Copyright © 2019 Henrietta W. Hay
If a Woman Ran the Country
February 15, 1991
I wonder whether I should sue Erma Bombeck. She stole an idea I had. Well, to be quite honest, while it was still floating loosely around in my brain she wrote it down and got it printed. Our mutual question is: What if women ran the world? What would it be like? Would it be any better? If a woman were in the White House would we be at war? Erma waffles on it, as we all do. It will be a while before we know but I do wonder.
Erma says, "We (women) spend a lot of time talking our kids out of violence and soothing over family differences. Wouldn't it be refreshing to find a woman who would hang onto those philosophies when she got her own country to run?" Yes, it would, but so far it hasn't worked out that way.
The Amazons are hardly examples of warm, nurturing females. They were warriors. But myths of the Amazons leading armies, building cities, founding nations and establishing new civilizations are just that, myths, and myths created by men. The story started with the Greeks and through all the intervening years of literature, the strong, warlike Amazon women have fought and usually been conquered by men who thereby become heroes.
Some of the modern women who have "had their own countries" have been something less than peaceful. Isabel Peron, the first woman head of state in the Western hemisphere was ousted from the presidency of Argentina by a military junta amid charges of corruption. Golda Meir, Israel's long-time premier, looked like everybody's benign grandmother, maybe because she was a grandmother. But she led a country, which was at war during most of her years of power. And the best-known modern example of the Female Warrior Myth is Maggie Thatcher. She ran Great Britain for a lot of years, but she didn't go in much for conciliation or talking people out of violence. Apparently the nickname, the Iron Lady, given to her by her fellow Britons was well earned.
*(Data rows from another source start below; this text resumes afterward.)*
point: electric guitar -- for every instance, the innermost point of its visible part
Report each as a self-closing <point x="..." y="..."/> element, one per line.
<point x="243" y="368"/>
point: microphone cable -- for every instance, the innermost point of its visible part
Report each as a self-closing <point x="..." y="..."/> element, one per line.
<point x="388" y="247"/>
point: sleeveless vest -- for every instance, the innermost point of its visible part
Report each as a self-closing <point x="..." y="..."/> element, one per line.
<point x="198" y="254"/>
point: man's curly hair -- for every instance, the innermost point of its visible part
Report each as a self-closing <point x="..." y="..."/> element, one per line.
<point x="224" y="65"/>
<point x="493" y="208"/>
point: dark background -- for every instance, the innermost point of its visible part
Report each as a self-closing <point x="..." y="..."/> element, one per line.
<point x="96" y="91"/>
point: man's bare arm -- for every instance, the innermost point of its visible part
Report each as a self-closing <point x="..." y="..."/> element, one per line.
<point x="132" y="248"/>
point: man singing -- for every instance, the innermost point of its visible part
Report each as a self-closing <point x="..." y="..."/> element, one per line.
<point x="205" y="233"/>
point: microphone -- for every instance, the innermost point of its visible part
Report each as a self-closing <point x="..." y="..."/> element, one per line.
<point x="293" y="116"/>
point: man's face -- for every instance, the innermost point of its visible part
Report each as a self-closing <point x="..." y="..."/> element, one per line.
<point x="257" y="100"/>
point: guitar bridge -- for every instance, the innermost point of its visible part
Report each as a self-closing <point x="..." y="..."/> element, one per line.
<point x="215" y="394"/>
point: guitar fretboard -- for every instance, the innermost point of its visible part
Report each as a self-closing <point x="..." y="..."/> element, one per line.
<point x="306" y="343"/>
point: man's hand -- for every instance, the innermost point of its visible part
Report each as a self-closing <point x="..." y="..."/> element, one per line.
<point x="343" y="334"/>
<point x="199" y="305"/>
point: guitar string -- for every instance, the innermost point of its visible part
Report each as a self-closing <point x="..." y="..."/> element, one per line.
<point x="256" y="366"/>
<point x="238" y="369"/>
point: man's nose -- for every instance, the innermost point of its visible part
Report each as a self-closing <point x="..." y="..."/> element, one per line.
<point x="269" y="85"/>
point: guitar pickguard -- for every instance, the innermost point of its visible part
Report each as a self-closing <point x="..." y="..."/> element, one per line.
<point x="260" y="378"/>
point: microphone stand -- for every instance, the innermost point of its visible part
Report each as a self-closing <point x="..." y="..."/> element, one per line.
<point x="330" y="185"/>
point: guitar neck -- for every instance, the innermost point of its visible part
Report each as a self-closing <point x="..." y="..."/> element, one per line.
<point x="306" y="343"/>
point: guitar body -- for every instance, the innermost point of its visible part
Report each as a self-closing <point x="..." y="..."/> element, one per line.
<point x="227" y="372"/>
With these examples, do we really think that women could do a better job of running a country? At great personal risk to myself, and in spite of historical evidence to the contrary, I must say that I think so. From the Amazons to Maggie Thatcher, female leaders of nations have behaved exactly like male leaders of nations, competitive, dominating, warlike, the Warriors of myth. But it doesn't have to be that way.
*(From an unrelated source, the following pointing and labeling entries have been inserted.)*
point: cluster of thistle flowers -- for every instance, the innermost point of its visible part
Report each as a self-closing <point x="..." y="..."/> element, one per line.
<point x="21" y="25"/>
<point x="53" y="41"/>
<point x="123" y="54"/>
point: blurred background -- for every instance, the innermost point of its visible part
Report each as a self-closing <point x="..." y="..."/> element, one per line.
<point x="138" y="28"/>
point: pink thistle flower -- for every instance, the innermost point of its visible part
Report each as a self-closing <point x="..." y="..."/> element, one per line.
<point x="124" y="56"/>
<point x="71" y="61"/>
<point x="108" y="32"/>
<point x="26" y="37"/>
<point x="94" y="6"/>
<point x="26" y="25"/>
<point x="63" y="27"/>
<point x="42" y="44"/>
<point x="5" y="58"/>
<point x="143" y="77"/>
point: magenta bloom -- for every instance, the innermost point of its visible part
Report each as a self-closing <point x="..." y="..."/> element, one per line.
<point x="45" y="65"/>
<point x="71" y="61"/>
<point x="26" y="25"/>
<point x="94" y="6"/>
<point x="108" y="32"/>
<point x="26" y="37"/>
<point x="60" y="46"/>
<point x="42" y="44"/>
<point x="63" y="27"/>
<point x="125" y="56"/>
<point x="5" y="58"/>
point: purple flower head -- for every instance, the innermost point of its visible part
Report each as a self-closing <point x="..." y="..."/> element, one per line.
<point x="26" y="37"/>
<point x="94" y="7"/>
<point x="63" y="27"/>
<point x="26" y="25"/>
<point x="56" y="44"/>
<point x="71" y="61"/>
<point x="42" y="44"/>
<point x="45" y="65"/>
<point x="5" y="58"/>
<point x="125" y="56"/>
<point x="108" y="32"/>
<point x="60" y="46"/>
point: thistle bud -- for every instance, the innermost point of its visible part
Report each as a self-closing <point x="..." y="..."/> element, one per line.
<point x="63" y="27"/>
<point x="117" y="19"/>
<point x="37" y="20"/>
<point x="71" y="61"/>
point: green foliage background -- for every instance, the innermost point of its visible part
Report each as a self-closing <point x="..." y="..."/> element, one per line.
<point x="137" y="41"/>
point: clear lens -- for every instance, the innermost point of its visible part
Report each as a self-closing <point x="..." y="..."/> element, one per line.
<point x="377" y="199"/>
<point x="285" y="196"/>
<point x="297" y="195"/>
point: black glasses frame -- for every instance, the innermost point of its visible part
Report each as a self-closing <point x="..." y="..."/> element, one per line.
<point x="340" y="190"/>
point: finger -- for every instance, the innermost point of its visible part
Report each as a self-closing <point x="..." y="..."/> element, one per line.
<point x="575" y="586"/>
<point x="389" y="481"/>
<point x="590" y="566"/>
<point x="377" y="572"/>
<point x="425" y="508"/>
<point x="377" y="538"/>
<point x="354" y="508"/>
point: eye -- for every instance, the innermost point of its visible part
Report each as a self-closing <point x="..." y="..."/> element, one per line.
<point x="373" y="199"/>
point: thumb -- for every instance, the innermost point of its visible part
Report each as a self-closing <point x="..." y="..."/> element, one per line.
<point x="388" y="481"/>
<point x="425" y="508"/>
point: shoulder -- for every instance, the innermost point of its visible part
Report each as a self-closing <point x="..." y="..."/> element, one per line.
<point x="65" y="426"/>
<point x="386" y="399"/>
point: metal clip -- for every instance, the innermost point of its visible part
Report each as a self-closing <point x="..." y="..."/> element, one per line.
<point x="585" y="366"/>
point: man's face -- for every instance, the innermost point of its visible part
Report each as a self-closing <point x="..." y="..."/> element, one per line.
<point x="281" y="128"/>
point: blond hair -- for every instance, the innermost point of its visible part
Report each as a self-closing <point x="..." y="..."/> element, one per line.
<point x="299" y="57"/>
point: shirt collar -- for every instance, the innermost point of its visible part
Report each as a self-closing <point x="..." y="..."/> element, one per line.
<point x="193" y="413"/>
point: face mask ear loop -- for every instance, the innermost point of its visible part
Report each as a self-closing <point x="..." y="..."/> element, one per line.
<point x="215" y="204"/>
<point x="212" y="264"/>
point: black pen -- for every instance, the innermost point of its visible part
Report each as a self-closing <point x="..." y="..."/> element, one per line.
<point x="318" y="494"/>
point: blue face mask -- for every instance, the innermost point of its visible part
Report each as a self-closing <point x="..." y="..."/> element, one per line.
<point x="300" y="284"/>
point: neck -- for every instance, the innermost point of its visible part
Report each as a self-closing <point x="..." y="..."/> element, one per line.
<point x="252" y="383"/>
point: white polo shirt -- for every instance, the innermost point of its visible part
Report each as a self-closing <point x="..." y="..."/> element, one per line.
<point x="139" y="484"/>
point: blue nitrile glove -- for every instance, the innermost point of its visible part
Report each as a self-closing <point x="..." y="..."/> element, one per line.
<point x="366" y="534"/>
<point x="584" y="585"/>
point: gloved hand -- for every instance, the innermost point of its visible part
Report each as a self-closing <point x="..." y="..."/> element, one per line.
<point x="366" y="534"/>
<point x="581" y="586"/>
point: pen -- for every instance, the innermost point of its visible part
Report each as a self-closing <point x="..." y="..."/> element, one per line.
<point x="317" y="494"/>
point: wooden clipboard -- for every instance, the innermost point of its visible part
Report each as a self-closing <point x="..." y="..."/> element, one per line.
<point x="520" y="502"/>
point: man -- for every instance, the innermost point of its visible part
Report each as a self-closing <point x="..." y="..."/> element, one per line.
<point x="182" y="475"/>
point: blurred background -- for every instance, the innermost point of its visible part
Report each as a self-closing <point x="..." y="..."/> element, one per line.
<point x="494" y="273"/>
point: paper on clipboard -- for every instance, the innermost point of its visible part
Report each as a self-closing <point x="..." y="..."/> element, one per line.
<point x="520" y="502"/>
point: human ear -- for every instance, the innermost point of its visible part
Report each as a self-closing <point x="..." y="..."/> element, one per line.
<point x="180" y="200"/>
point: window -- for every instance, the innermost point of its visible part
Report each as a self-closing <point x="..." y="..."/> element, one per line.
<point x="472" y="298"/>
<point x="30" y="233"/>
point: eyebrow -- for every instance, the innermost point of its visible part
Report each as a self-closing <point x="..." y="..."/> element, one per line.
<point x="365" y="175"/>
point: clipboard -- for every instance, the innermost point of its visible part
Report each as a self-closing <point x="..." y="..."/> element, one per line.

Something new is happening. Women in positions of power, business and political, are discovering and using their own styles of strong leadership. And those styles work. These women are finding that they don't always have to follow men's rules to succeed in the man's world.
So who will they be, these new women who will lead the world? What kind of woman should be the first one to occupy the White House? I wondered about Miss Piggy, but someone pointed out that she is a puppet, and we surely don't want that.
No, she will have to be a real, live woman. Ellen Goodman suggested a couple of years ago that she would probably be, much to Ellen's and my discomfiture, a conservative Republican with a husband, two post-adolescent children and a dog. Maybe. But whatever her party and whatever her philosophy, she will be a woman of courage. With luck, she will be a woman of vision and humor.
Where is she now, this pioneer woman? Maybe somewhere in Kansas or Vermont or even Colorado she is waiting and getting prepared. She is doing the things that women have to do - balancing her household budget, settling fights between siblings, keeping the house clean and the family fed, patching up wounds and holding down a good job. She is being the nurturing Super mom.
I think those skills are invaluable for the presidency. Imagine, a president who knows how to balance a budget, mediate fights, feed the hungry and keep the house clean! To quote Erma again, it would be "refreshing to find a woman who would hold on to those philosophies when she got her own country to run." Yes, I think it might be a better world if the women were in charge. And I think we might well be a world at peace.